Some quick notes about what I have studied so far about sequences (Note: this is an edit after I accepted the answer and realized my lack of understanding for this simple sequence):
Here I am working with sequences of Real numbers, therefore, for that sequence, I defined a function $a$, such that
$$a: \mathbb{N}\to \mathbb{R}$$
$$a:n \mapsto a(n) = a_n$$
The sequence is denoted as $\{a_n\}_{n\in\mathbb{N}}$, such that $\mathbb{N} = \{1, 2, 3, …\}$.

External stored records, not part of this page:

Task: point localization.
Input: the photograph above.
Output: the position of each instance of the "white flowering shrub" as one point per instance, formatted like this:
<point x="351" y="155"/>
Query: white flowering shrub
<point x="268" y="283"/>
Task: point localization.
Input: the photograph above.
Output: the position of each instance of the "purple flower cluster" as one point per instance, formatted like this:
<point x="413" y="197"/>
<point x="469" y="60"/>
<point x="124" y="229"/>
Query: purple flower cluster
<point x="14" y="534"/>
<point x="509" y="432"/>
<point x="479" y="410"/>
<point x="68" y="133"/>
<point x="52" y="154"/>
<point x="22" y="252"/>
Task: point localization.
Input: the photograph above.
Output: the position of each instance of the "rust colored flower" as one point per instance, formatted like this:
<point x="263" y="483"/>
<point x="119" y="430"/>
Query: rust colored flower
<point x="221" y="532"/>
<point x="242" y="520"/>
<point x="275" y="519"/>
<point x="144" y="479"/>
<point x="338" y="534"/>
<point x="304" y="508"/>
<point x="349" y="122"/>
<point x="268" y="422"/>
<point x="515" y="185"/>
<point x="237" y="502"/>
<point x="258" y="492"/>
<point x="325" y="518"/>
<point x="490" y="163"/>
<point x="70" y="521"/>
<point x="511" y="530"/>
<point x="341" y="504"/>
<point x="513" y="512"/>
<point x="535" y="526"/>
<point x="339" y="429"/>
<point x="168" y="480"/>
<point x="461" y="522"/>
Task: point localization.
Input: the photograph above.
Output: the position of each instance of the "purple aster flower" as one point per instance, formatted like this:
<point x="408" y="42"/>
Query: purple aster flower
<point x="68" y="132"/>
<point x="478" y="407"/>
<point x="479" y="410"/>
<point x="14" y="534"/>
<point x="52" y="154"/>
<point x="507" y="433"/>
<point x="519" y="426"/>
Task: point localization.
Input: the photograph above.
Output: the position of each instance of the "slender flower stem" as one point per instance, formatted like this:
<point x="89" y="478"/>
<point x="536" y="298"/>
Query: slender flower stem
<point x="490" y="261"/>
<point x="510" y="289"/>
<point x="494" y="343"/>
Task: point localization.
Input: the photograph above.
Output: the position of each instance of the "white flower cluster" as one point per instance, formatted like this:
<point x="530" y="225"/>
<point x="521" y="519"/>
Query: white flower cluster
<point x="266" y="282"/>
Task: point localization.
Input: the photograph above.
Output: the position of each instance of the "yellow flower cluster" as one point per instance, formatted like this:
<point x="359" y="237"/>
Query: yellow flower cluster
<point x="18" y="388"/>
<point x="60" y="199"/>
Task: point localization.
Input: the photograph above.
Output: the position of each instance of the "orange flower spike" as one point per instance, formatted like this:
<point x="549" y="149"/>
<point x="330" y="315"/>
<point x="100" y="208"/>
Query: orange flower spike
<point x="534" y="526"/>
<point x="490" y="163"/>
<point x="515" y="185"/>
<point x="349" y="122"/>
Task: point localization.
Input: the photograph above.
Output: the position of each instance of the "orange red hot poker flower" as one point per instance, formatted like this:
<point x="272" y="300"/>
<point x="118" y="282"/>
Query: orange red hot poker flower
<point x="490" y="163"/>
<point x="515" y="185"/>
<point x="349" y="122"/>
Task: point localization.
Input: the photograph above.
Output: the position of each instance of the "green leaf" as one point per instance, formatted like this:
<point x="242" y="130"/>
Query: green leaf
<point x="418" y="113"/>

Given sequence $\left\{6(-\frac{5}{6})^n\right\} _{n=1}^\infty$
Once a sequence $\{a_n\}_{n\in\mathbb{N}}$ is convergent for $L\in\mathbb{R}$ when $n\to\infty$, therefore
$$\lim _{n\to\infty} a_n = L$$
this is for only if for a given $\epsilon > 0$, so we can find a $N_0 \in \mathbb{N}$ such that $\forall n > N_0$ we have $|a_n – L| < \epsilon $.
Basically, a sequence is convergent if it tends to a Real number. On the other hand, it is divergent if it does not converge to a Real number. This is the reason why I tried to find the limit but I ended up not being able to solve it.
I know that for the sequence $a_n$, such that $a_n = 6\left(-\dfrac{5}{6}\right)^n$ we have.
$$a_n = 6\left(-\dfrac{5}{6}\right)^n = 6 \cdot\dfrac{(-5)^n}{6^n} = 6^{1-n}\cdot(-5)^n$$
According to Wolfram Alpha, $\lim _{n\to \infty }(6^{1-n}(-5)^n) = 0$ and thus the sequence converges to $0$. But I couldn't solve the limit. Wolfram solves it using exponential but it wasn't a straightforward solution for me.
How can I solve $\lim _{n\to \infty }(6^{1-n}(-5)^n)$ in a simpler and good way?
This might be a consequence of the first question, but how can I show that the sequence is convergent? What would be another approach?
Best Answer
We recognize a geometric sequence. We take $r=-5/6$ and see that $|r| < 1$ so $6 (-5/6)^n \to 0$ (see here for a proof).